Not via WGPU. You only get one queue.
Was this meant to be a reply to my post over here?
Assuming so, I think you can still request a CommandEncoder and fill it per thread, then submit them together at the end? I could easily be missing something.
This rough pattern seems to work fine?
// so we know how many threads there are up front
let threads = rayon::ThreadPoolBuilder::new()
.num_threads(2)
.thread_name(|index| format!("Renderer Worker {}", index))
.build()
.unwrap();
// ... on render
// create encoder per worker thread
let mut encoders: Vec<_> = (0..self.threads.current_num_threads())
.map(|index| {
Mutex::new(
wgpu.device
.create_command_encoder(&CommandEncoderDescriptor::default()),
)
})
.collect();
self.threads.scope(|scope| {
// for example, in reality you would use scene.objects().par_for_each() or the like
scope.spawn(|scope| {
// Lock the current threads encoder.
// This should never block, so you could use UnsafeCell even...
let mut encoder = encoders[self.threads.current_thread_index().unwrap()]
.lock()
.unwrap();
// do some rendering....
});
// other rendering...
anyhow::Ok(())
})?;
wgpu.queue.submit(
encoders
.into_iter()
.map(|encoder| encoder.into_inner().unwrap().finish()),
);
image.present();
Ok(())
That just lets you feed items into the queue from two sources, not do them simultaneously.
What I want to do is overlap asset loading into GPU memory with rendering. That needs a transfer queue separate from the main queue. Right now, asset loading slows rendering by 2x-3x.

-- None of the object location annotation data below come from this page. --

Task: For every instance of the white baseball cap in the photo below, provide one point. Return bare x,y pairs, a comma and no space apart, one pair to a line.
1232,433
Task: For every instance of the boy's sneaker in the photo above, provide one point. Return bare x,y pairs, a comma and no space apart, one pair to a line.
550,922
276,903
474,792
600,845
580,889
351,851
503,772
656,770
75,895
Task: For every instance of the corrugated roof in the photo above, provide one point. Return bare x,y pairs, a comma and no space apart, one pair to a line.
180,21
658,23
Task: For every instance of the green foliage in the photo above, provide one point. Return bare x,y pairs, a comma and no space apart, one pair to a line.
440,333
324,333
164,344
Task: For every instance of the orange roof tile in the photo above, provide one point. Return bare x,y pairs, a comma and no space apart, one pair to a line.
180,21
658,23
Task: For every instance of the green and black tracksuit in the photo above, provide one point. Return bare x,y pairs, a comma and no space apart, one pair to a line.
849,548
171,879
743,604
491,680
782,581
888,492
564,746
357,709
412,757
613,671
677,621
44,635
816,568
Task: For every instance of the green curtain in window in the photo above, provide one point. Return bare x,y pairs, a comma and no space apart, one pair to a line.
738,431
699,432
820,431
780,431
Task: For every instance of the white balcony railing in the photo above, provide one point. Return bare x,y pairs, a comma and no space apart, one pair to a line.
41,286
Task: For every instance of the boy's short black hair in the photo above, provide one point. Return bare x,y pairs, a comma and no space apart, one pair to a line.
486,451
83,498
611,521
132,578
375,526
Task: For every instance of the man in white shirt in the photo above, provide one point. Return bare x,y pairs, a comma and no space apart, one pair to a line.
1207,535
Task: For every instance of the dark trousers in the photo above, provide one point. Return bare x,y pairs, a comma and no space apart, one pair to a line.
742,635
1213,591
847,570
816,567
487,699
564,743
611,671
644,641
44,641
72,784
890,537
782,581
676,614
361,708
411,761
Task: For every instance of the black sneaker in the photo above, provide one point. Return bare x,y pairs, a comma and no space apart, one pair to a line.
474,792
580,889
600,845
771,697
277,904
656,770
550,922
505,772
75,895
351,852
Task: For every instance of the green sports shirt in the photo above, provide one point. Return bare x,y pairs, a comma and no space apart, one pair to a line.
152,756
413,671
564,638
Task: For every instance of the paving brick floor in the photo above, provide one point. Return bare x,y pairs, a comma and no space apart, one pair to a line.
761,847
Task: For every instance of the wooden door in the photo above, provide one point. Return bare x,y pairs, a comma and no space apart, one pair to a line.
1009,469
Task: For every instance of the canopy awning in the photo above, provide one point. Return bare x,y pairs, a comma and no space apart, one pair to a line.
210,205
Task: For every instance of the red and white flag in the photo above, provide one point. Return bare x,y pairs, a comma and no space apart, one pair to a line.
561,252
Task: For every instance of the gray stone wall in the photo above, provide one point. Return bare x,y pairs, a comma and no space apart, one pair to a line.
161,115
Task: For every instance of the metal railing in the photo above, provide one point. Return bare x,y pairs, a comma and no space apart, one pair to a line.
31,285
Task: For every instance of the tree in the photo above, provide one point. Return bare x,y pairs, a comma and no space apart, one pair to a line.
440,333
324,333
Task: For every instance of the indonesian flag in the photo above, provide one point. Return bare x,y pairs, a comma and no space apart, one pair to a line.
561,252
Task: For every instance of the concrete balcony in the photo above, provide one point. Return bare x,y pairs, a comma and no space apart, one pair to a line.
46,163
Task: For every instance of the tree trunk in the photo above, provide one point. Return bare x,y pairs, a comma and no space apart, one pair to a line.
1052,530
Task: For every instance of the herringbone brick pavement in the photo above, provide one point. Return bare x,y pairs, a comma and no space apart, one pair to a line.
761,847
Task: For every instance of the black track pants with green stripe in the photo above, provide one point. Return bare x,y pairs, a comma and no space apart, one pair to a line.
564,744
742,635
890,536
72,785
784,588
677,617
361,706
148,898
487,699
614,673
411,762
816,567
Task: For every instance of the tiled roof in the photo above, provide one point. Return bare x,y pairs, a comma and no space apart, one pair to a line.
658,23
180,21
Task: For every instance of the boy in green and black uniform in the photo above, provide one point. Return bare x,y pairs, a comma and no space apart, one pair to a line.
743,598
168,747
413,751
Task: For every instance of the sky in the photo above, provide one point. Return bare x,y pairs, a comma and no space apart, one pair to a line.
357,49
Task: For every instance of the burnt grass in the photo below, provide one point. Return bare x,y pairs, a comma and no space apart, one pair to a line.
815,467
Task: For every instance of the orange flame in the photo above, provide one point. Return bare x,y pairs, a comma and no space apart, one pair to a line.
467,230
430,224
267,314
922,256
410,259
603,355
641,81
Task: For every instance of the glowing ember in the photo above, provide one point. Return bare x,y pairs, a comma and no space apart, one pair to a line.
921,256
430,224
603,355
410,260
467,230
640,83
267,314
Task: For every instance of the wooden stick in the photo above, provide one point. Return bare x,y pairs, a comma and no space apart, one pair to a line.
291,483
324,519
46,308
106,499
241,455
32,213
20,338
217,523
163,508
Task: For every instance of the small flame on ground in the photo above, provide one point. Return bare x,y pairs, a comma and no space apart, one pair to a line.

This wis with the assumption that the majority of the CPU-side work is supposed to be in the command encoding APIs e.g. pass.set_bind_group()
etc., which was probably a little silly.
If it's instead in encoder.finish()
try something like
let commands: Vec<_> = objects.par_chunks(chunk_size)
.map(|chunk| {
let encoder = wgpu.device.create_command_encoder(...);
for object in chunk {
// render ...
}
encoder.finish()
})
.collect();
wgpu.queue.submit(commands);
Or if it's in .submit()
you'll need to figure out ordering, but otherwise this works:
objects.par_chunks(chunk_size).for_each(|chunk| {
// ...
wgpu.queue.submit([encoder.finish()]);
});
Unless wgpu is re-implementing command buffers on the client side or completely screwing up locks (very possible), that should be doing (CPU-side) rendering work in parallel.
GPU side parallelism is more about declared resource dependencies from what I understand, I don't know how good wgpu is at doing that for you (probably not great?)
But yeah, without the ability to query a separate queue you can't address transfers at all. Sucks.